National Innovation Visa (Subclass 858)

The National Innovation Visa is Australia’s permanent visa for people with an internationally recognised record of exceptional and outstanding achievement. It replaced the Global Talent visa in December 2024, and it works differently from almost every other pathway: there is no points test, no employer sponsorship, and no occupation list. There is instead a single, demanding question — is this person’s record genuinely exceptional, and would having them be an asset to Australia?

Who the visa is for

The visa targets people at the top of their field: leading researchers and academics, founders and innovators in critical technologies, senior figures in health and medical industries, specialists in renewables and low-emission technologies, and — in rarer cases — elite athletes, artists, and creatives. The record must be internationally recognised, current, and sustained. A strong national career is usually not enough; the achievement has to stand out when measured against the field worldwide.

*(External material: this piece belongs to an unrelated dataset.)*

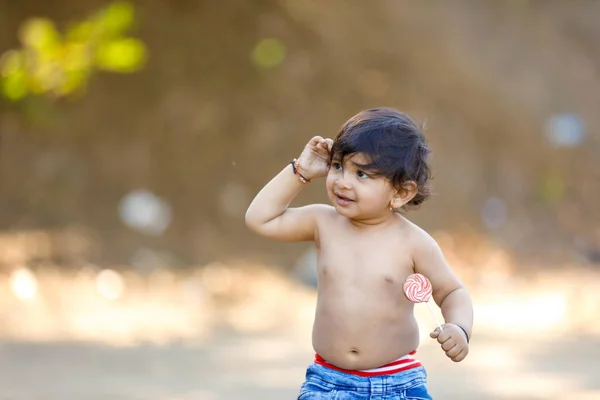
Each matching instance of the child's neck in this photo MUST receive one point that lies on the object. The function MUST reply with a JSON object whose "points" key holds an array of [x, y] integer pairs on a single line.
{"points": [[376, 222]]}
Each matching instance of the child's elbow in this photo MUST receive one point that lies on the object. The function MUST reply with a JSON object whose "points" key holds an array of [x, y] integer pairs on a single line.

How the invitation process works

There is no direct application. The pathway begins with an Expression of Interest lodged with the Department of Home Affairs, and only invited candidates may apply — with sixty days to do so once an invitation arrives. Invitations are prioritised under a ministerial direction: first, holders of globally pre-eminent awards; then candidates endorsed by an Australian government agency; then outstanding achievers in critical technologies, health industries, and renewables and low-emission technologies; then everyone else. Invitations are issued sparingly against a large pool of expressions of interest, and an EOI can sit in that pool for up to two years. The honest reading: this visa rewards a genuinely exceptional record and punishes optimism.

The nomination

Every application needs a nominator: an Australian citizen, permanent resident, eligible New Zealand citizen, or an Australian organisation — and the nominator must have a national reputation in the applicant’s own field. The nomination is made on Form 1000, and it is more than a formality. A considered nomination from a genuinely prominent figure or institution, speaking specifically to the applicant’s standing, carries real weight. A generic letter from someone adjacent to the field does not.

What a strong case looks like

Decision-makers weigh evidence of international standing: major awards and prizes, senior appointments, publications and citations in leading venues, patents and commercialised research, media profile in respected outlets, remuneration well above the field’s norm, and invitations to speak or judge at the top of the discipline. Two qualities matter across all of it — the record should be sustained rather than a single high point, and it should be current. A case built on achievements from a decade ago, however impressive, is harder to carry.

Costs, age, and practical points

The visa application charge starts at AUD 4,985 for the main applicant, with additional charges for family members and a second instalment of AUD 4,890 for any applicant aged 18 or over without functional English. There is no age limit, but applicants under 18 or over 55 must show exceptional benefit to Australia — a higher bar again. The visa is permanent on grant: unrestricted work and study, Medicare, and a pathway to citizenship. Figures are current at July 2026; this program has changed shape before, and the Department of Home Affairs’ own pages are the final word.

An honest note, and a starting point

Most people who ask about this visa are better served by another pathway — usually a points-tested skilled visa or employer sponsorship. That is not a criticism; the 858 is deliberately narrow. The practice’s first step is always the same: an honest look at the record, and a straight answer about whether it clears the bar. If it does not, the pathways that remain are usually stronger than they first appear.